Personal information
- Date of birth: 1 February 1998 (age 28)
- Place of birth: Oberwart, Austria
- Height: 1.90 m (6 ft 3 in)
- Position: Forward

Youth career
- 2005–2007: FC Kärnten
- 2007–2008: Austria Kärnten
- 2008-2013: Wacker Innsbruck
- 2014-2016: Rot-Weiß Erfurt
- 2016–2017: Ingolstadt 04

Senior career*
- Years: Team / Apps / (Gls)
- 2017–2018: Ingolstadt 04 II / 27 / (5)
- 2018-2019: Wacker Innsbruck II / 17 / (3)
- 2019–2020: Grazer AK / 10 / (0)
- 2020: Finn Harps / 14 / (1)

= Alexander Kogler =

Austrian association football player

Alexander Kogler (born 1 February 1998) is an Austrian footballer who plays as a striker.

== Career ==

Kogler started his career at FC Kärnten. In 2007 he switched to SK Austria Kärnten. In 2008 he moved to the youth team of FC Wacker Innsbruck. In 2013 he came to AKA Carinthia.
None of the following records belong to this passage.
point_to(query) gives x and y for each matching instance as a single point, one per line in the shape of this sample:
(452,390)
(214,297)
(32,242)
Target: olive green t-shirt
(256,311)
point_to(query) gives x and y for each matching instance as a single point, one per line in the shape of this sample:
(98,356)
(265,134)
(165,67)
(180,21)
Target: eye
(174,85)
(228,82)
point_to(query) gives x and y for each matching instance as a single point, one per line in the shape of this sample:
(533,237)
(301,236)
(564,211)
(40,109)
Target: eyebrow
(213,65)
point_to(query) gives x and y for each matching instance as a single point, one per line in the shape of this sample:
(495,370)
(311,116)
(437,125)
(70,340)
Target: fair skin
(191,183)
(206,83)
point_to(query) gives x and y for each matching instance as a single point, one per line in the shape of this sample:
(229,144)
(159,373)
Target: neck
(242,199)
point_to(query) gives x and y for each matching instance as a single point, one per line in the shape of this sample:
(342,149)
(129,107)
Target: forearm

In 2014 he moved to Germany at FC Rot-Weiß Erfurt.

For the 2016/17 season, he joined the U-19 team of FC Ingolstadt 04. He made his debut for Ingolstadt's second team in the Regionalliga in July 2017 when he started against FC Bayern Munich's second team on the first day of the 2017/18 season. On his debut, however, he received a red card in the 43rd minute and was sent off. He scored his first goal for Ingolstadt II in September 2017 in a 2–1 win against the second team of 1. FC Nürnberg. At the end of the season he had 27 appearances in the regional league, in which he scored five goals.

For the 2018/19 season, he returned to Austria and joined the second team of FC Wacker Innsbruck. He made his debut in the 2nd division in July 2018 when he started against FC Juniors OÖ on the first day of the 2018/19 season and was replaced by Robert Martić in the 70th minute. In the game that Innsbruck won 3–0, Kogler scored to make it 1–0.

After relegation at Wacker II, he switched to second division Grazer AK for the 2019/20 season. He made 10 appearances in the first half of the season in the Austrian Football Second League before departing the club to sign for Irish side Finn Harps F.C.

In February 2020, Kogler signed for Finn Harps in the League of Ireland Premier Division. He scored twice for the Donegal side in their FAI Cup second round clash with Bray Wanderers. He left the club at the end of 2020.

== Personal life ==
Kogler is the son of former Austria international footballer Walter Kogler.